Come riporta ActionAid UK, è stato stimato che nel 2021 più di 137.700 ragazze nel Regno Unito hanno saltato la scuola perché non possono permettersi prodotti sanitari. Dall’altro lato, in Paesi come il Kenya e l’Uganda le ragazze sono costrette a perdere molti giorni di scuola quando hanno le mestruazioni, o addirittura ad abbandonare del tutto la scuola. Questo nega alle ragazze il diritto all’istruzione e spesso condiziona il resto della loro vita. 

La mancanza di dati e le ricerche limitate sulla povertà mestruale sono sfide che richiedono maggiore ricerca e un impegno a livello globale.

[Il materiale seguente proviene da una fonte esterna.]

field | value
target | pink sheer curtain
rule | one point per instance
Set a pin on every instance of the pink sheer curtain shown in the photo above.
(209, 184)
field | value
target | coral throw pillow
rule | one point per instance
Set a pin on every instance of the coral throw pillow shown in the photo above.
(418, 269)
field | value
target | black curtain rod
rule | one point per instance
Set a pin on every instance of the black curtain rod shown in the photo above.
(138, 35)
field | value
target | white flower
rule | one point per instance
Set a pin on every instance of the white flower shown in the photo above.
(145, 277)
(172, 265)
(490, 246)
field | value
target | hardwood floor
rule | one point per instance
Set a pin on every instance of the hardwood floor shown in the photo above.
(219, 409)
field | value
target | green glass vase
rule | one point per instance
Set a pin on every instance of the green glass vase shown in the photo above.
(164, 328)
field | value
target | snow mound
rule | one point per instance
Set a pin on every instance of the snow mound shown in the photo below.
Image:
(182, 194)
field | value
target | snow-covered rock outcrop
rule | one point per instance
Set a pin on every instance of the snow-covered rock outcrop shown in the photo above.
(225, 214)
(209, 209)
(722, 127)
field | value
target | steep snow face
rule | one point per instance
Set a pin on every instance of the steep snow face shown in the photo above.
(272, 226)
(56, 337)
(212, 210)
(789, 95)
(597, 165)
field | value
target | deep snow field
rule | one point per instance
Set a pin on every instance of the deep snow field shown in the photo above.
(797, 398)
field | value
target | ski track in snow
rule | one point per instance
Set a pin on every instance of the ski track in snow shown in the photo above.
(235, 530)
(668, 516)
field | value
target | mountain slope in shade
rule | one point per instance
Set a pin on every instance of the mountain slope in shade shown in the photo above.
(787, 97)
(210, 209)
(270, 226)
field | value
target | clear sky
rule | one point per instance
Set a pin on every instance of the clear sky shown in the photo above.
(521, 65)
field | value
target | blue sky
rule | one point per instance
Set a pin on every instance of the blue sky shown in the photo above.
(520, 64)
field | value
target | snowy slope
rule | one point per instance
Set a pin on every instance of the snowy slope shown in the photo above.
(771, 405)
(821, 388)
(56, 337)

Colmare il divario e promuovere una salute per tutte le persone

Quali sono, allora, le strade possibili? Sicuramente parlarne, e supportare studi e ricerche che cercano di mettere in luce queste differenze di genere per adottare un’ottica di giustizia, sia in generale per quanto riguarda la salute che nello specifico di giustizia mestruale.

E non solo tra persone della società civile, ma anche nella comunità scientifica, in modo da garantire una formazione del personale medico adeguata a rispondere alle esigenze di salute anche secondo una sfaccettatura di genere.

A tal proposito, l’associazione WeWorld Onlus che si occupa da tempo di diritti delle donne, delle bambine e dei bambini, ha pubblicato un manifesto per la giustizia mestruale. Il lavoro di questo ente mette in luce come le sfaccettature sotto cui intervenire sono molte: dal linguaggio con cui parliamo del ciclo mestruale all’abolizione della tassa su assorbenti e prodotti mestruali (tampon tax), dall’educazione sessuo-affettiva al congedo dal lavoro.